Potassium Channel Blocker

Tetraethylammonium is a commonly used potassium channel blocker

Potassium channel blockers are agents which interfere with conduction through potassium channels.

Medical uses

Arrhythmia

Effect of class III antiarrhythmic agent on cardiac action potential.

Potassium channel blockers used in the treatment of cardiac arrhythmia are classified as class III antiarrhythmic agents.

Mechanism

Class III agents predominantly block the potassium channels, thereby prolonging repolarization.^[1] More specifically, their primary effect is on I_Kr.^[2]

Since these agents do not affect the sodium channel, conduction velocity is not decreased. The prolongation of the action potential duration and refractory period, combined with the maintenance of normal conduction velocity, prevent re-entrant arrhythmias. (The re-entrant rhythm is less likely to interact with tissue that has become refractory).

Examples and uses

• Amiodarone is indicated for the treatment of refractory VT or VF, particularly in the setting of acute ischemia. Amiodarone is also safe to use in individuals with cardiomyopathy and atrial fibrillation, to maintain normal sinus rhythm. Amiodarone prolongation of the action potential is uniform over a wide range of heart rates, so this drug does not have reverse use-dependent action.
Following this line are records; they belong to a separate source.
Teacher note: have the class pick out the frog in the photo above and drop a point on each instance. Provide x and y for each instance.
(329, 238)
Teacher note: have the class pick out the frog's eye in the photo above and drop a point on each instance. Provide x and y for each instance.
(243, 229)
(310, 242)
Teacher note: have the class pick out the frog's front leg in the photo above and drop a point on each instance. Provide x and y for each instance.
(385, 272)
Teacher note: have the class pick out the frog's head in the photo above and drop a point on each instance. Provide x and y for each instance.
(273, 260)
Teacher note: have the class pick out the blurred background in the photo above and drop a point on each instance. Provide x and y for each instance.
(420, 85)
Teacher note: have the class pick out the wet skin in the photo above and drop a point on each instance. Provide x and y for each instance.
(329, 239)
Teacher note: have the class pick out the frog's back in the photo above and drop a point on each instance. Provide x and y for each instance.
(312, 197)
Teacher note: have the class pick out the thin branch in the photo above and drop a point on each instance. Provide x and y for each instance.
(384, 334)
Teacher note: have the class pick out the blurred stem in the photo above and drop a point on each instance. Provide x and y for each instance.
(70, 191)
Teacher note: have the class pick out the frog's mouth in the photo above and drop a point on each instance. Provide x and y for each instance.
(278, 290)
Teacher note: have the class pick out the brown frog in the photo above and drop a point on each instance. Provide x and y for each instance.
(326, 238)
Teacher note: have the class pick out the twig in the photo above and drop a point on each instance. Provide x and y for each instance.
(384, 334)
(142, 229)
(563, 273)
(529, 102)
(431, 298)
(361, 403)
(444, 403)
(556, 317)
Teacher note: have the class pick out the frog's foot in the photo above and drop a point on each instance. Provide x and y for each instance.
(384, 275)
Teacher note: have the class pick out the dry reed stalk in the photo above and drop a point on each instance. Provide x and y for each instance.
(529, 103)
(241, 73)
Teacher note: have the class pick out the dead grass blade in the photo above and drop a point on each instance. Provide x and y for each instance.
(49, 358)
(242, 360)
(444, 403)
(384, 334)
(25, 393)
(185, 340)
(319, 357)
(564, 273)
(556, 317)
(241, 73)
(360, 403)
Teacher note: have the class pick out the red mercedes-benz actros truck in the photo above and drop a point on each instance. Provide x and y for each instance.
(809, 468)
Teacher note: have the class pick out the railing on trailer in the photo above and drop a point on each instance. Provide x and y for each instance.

Amiodarone was the first agent described in this class.^[3] Amiodarone should only be used to treat adults with life-threatening ventricular arrhythmias when other treatments are ineffective or have not been tolerated.^[4]
• Dofetilide blocks only the rapid K channels; this means that at higher heart rates, when there is increased involvement of the slow K channels, dofetilide has less of an action potential-prolonging effect.
• Sotalol is indicated for the treatment of atrial or ventricular tachyarrhythmias, and AV re-entrant arrhythmias.
• Ibutilide is the only antiarrhythmic agent currently approved by the Food and Drug Administration for acute conversion of atrial fibrillation to sinus rhythm.
• Azimilide
• Bretylium
• Clofilium
• E-4031
• Nifekalant^[5]
• Tedisamil
• Sematilide

Side effects

These agents include a risk of torsades de pointes.^[6]

Anti-diabetics

Sulfonylureas, such as gliclazide, are ATP-sensitive potassium channel blockers.

Other uses

Dalfampridine, A potassium channel blocker has also been approved for use in the treatment of multiple sclerosis.^[7]

Reverse use dependence

Potassium channel blockers exhibit reverse use-dependent prolongation of the action potential duration. Reverse use dependence is the effect where the efficacy of the drug is reduced after repeated use of the tissue.^[8] This contrasts with (ordinary) use dependence, where the efficacy of the drug is increased after repeated use of the tissue.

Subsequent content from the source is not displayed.